TN07: This means that any successive call to Result will lead to Exception signaling that user violates confinement. TN09: There are two problems with indexing: a) Resources - we don't have resources to migrate java (retouche) RepositoryUpdater and stabilize it in NB 6.5 b) It's not clear how to do the common indexing - the RepositoryUpdater, even the older version which is copied into the GSF, is still very java specific and may be problematic in general (topological sort of root). c) Adding support of indexing will be compatible change of parsing API, so the huge change will be split into two smaller but still huge changes, currently there is no cost to use the current code (RepositoryUpdater) with new parsing API as java (retouche) does. d) Performance - the Java RepositoryUpdater needs to operate on java.io classes to perform in reasonable way, the GSF works on Document level, so there is need to have several kind of interfaces. Also dependency rebuild (RebuildOraculum) may become performance problem. The embedding questions (8,10) should be answered by Hanz, they are not java related, I have no much experience with embedding, sorry.
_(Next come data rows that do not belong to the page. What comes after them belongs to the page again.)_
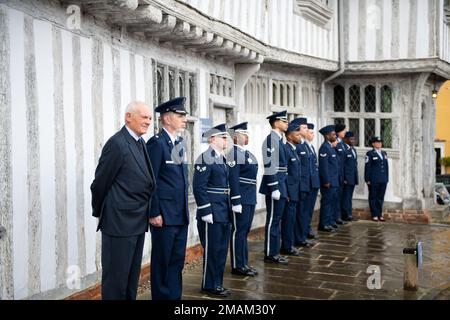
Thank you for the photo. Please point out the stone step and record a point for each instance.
(440, 214)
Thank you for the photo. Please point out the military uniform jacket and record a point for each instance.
(350, 165)
(171, 173)
(294, 172)
(243, 170)
(340, 150)
(304, 154)
(275, 165)
(376, 169)
(210, 186)
(328, 165)
(314, 165)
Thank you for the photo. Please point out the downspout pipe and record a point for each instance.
(341, 63)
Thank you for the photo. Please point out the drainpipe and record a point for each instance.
(341, 63)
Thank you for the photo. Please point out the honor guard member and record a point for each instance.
(169, 212)
(243, 168)
(340, 150)
(302, 221)
(350, 175)
(273, 185)
(315, 179)
(293, 138)
(377, 177)
(211, 192)
(329, 179)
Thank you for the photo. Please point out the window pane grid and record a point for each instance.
(369, 131)
(355, 99)
(370, 99)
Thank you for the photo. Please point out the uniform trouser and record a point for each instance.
(301, 220)
(376, 198)
(338, 207)
(327, 206)
(288, 223)
(121, 266)
(275, 210)
(312, 197)
(240, 228)
(347, 195)
(214, 239)
(168, 252)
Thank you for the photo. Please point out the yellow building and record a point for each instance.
(442, 141)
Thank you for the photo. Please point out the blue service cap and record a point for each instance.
(300, 121)
(278, 116)
(339, 127)
(241, 127)
(220, 129)
(327, 129)
(349, 134)
(175, 105)
(375, 139)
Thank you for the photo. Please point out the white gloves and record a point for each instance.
(208, 218)
(276, 195)
(237, 208)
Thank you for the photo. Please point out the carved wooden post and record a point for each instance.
(411, 270)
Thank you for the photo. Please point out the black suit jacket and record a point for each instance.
(123, 187)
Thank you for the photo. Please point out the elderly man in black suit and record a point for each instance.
(121, 194)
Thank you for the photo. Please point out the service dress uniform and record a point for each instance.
(329, 174)
(350, 178)
(212, 196)
(243, 168)
(168, 157)
(377, 173)
(274, 179)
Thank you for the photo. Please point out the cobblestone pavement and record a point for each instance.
(336, 267)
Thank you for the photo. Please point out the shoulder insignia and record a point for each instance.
(200, 169)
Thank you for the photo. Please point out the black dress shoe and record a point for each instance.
(276, 259)
(290, 252)
(219, 292)
(243, 272)
(312, 236)
(326, 229)
(305, 244)
(253, 269)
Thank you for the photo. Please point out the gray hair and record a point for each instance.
(131, 107)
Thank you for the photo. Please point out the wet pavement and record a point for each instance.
(336, 267)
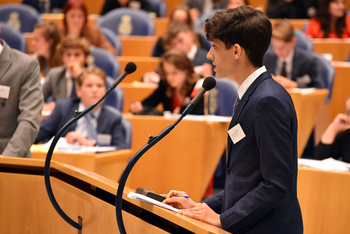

ParserErrorResult: The java clients (hints, editor) needs to have access to the java specific error type (Diagnostic) which provides also AST node causing the error. Diagnostic will provide structured error (warning) description + possible fix in future (JDK 7.0) - provides much more value than generic ParserErrorResult.
API was accepted with TCRs. See http://wiki.netbeans.org/ParsingAPIReview for details.
TN7: Yes exactly. It was Java team requirement. TN8: I am not sure I understand you. For example JavaScpript in HTML in JSP? Or you question is about representation of nested embeddings? You can create one plain structure of embeddings of course, if you want... TN9: I agree with you, we will look at it. TN10: There are many ways how to implement this usecase in Parsing API. One of them is: 1) There is one Source instance representing your foo.rhtml file. 2) Snapshot for whole file is created when the file is opened (or modified, ...). 3) RHTMLToJavaScriptEmbeddingProvider is registered for "text/rhtml". It creates one Embedding: class RHTMLToJavaScriptEmbeddingProvider extends EmbeddingProvider { List<Embedding> getEmbeddings (Snapshot snapshot) { return Arrays.asoList (new Embedding[] { Embedding.create (Arrays.asList (new Embedding[] { snapshot.create ("__netbeans_import__(\'", "text/javascript"), // generates virtual part of embedding snapshot.create (33, 11, "text/javascript"), // points to original text "javascripts/effects.js" snapshot.create ("\');\n", "text/javascript"), // virtual (generated) code again snapshot.create (66, 22, "text/javascript"), // points to original text "var x = " ..... })); }); } } 4) RHTMLToRubyEmbeddingProvider is registered for "text/rhtml". Implementation is similair to RHTMLToJavaScript provider. Each EmbeddingProvider can generate one or more blocks of embedded code. You can have more EmbeddingProviders registered for one language. Is it OK for you?
MF01: I do not understand your question. You can create one embedding for more separated blocks of code.